I've noticed a strong tendency of research models to underestimate the complexity of common ancestors.

LUCA is the best known of the common ancestors, but there would be a long series of earlier ancestors (the earlier that Last Known Common Ancestors) extending back into more ancient times. Many of these would be reasonably expected to be simpler than those that come after, since life originated from non-organized non-life chemicals. When you start from zero organization, there is only one way to go.

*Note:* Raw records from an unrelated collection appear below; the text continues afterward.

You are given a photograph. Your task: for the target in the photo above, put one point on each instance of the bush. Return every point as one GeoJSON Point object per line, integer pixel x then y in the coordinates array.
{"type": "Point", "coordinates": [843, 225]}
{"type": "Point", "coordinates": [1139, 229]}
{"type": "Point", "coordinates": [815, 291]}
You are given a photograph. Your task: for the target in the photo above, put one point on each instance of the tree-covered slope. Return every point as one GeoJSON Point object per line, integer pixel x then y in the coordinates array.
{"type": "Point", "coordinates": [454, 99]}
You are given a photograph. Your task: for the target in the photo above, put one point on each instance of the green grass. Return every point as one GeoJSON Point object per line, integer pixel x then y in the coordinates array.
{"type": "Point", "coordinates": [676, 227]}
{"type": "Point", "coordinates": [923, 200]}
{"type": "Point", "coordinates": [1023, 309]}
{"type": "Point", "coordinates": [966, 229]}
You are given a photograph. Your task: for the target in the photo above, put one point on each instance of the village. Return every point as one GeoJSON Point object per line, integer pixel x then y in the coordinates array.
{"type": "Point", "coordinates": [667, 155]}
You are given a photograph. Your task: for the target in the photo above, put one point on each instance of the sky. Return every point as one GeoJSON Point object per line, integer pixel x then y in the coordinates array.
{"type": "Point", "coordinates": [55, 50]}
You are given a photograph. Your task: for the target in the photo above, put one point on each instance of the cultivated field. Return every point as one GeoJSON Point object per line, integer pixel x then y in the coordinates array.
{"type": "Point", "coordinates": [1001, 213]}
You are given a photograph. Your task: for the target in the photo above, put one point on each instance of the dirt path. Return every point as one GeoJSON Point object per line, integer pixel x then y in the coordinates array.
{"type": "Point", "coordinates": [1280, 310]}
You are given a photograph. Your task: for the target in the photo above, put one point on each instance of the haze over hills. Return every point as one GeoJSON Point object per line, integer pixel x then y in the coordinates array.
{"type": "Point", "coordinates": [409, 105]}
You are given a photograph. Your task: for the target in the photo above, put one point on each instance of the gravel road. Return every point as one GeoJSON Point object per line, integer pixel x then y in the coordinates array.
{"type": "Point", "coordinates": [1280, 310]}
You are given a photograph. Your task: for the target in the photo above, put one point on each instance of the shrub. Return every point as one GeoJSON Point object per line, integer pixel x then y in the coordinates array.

Here is a recent, open source review of the flagella/archella issues:
https://www.cell.com/current-biology/comments/S0960-9822(18)30151-9

 

[Mike S.]

That's a nice review, though it leaves many questions unanswered. It describes archaella as the homologues of type IV pilin of bacteria and archaea, which pulls out some useful articles ( https://www.frontiersin.org/articles/10.3389/fmicb.2015.00023/full https://www.ncbi.nlm.nih.gov/pmc/articles/PMC3510520/ ). This is a versatile family of proteins, with some unknown as of 2015 mechanism for transferring themselves out of the cell, it looks like. Problem is, they can do so many different things besides propulsion, from DNA transfer to twitching motility to adhesion, it's hard to know what was first. We know LUCA had them but what it did with them is another question. Still, if I had to guess an an activity type IV pilins could have lost during evolution of one lineage, why not the motility pattern that was reinvented using other proteins?